Monday, March 23, 2015

“The African narrative has changed. Just a while ago, Africa was a place which was exceptional, but for negative reasons. It was a place where there was no growth, no law,” said ADB vice-president Steve Kayizzi-Mugerwa.

“People would say, ‘Yeah, that is Africa’, where there was war, quick death, no accountability,” he said, before adding how things have changed. 

“We can no longer blame it on geography, we can no longer blame it on disease, we can no longer blame it on the colonial legacy, because many people have emerged,” the ADB official said, though conflict rages in Somalia and South Sudan and parts of the Democratic Republic of Congo.

Botswana, Ghana, Ethiopia, Mozambique, Kenya, Senegal, Uganda, Tanzania, South Africa and more recently, Ivory Coast, have sparked a more positive outlook on the continent, impressing the financial community with their success in development terms.

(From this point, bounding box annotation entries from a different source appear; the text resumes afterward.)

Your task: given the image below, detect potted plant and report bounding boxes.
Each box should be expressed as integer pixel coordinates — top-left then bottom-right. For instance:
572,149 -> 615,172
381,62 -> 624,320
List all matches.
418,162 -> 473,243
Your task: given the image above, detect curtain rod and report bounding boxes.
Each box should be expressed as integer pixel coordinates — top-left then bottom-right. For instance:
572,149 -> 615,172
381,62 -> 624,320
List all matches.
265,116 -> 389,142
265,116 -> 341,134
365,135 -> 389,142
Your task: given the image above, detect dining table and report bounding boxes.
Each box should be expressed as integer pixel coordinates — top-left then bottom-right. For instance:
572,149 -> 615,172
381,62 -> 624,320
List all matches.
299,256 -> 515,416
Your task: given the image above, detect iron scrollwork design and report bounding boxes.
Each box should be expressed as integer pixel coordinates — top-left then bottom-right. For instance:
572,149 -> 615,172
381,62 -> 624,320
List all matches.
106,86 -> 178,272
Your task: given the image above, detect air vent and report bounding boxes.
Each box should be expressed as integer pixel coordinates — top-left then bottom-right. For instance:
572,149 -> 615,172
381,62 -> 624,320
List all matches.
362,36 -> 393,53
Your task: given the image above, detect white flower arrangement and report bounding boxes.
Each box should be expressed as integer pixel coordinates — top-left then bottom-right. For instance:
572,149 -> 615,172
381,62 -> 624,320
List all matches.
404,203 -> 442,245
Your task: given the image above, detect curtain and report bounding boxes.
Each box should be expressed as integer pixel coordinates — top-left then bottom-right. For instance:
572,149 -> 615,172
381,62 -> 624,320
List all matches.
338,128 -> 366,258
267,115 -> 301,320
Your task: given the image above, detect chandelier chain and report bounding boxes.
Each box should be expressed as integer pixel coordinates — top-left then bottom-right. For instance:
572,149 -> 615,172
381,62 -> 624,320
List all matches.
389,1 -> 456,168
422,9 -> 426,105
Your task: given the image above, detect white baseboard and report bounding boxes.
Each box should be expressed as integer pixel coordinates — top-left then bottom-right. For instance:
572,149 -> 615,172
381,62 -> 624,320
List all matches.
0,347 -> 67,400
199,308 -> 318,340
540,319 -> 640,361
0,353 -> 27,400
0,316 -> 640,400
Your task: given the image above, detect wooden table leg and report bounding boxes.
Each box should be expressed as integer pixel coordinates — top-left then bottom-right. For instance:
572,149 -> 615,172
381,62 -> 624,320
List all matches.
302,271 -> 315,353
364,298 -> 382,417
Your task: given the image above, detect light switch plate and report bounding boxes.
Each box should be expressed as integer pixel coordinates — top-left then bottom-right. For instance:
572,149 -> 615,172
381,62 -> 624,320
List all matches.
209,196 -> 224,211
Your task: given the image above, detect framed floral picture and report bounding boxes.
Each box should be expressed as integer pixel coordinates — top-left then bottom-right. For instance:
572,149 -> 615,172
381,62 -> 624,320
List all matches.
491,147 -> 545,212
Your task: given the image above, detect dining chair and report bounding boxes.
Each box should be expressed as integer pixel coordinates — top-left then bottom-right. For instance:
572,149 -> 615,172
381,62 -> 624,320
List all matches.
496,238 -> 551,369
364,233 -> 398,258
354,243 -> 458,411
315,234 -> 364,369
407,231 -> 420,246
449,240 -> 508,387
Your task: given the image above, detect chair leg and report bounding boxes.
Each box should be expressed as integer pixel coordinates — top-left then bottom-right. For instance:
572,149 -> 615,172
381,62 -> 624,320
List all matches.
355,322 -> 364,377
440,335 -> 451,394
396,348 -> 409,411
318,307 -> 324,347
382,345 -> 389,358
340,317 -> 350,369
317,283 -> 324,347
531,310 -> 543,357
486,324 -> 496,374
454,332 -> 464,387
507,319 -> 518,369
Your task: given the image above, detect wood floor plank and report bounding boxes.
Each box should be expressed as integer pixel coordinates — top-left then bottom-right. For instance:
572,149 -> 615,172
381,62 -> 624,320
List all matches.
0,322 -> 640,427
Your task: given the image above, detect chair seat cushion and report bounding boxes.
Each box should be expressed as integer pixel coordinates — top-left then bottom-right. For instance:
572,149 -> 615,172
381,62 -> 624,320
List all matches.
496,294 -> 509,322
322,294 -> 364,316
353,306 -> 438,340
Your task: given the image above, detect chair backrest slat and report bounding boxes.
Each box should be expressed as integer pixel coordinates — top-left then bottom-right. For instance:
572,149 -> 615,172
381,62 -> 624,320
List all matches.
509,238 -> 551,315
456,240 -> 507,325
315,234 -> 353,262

“Emergence is a bet on the future,” declared UNDP regional director Abdoulaye Mar Dieye.

The ideas discussed at the conference mean that “economic growth without social benefits is not inevitable”, said Makhtar Diop, vice-president of the World Bank for Africa, adding that the “redistribution of wealth” was vital for “social wellbeing”.

However, participants pointed out that emergent development is hampered by undue dependence on a single resource, like Nigeria and Angola which rely on their oil exports. Massive corruption and a lack of economic integration are also barriers to success.

Capital flight costs Africa between 60 and 100 billion dollars a year, said Dieye of the UNDP. “With good governance, you see what could be injected back into African economies.”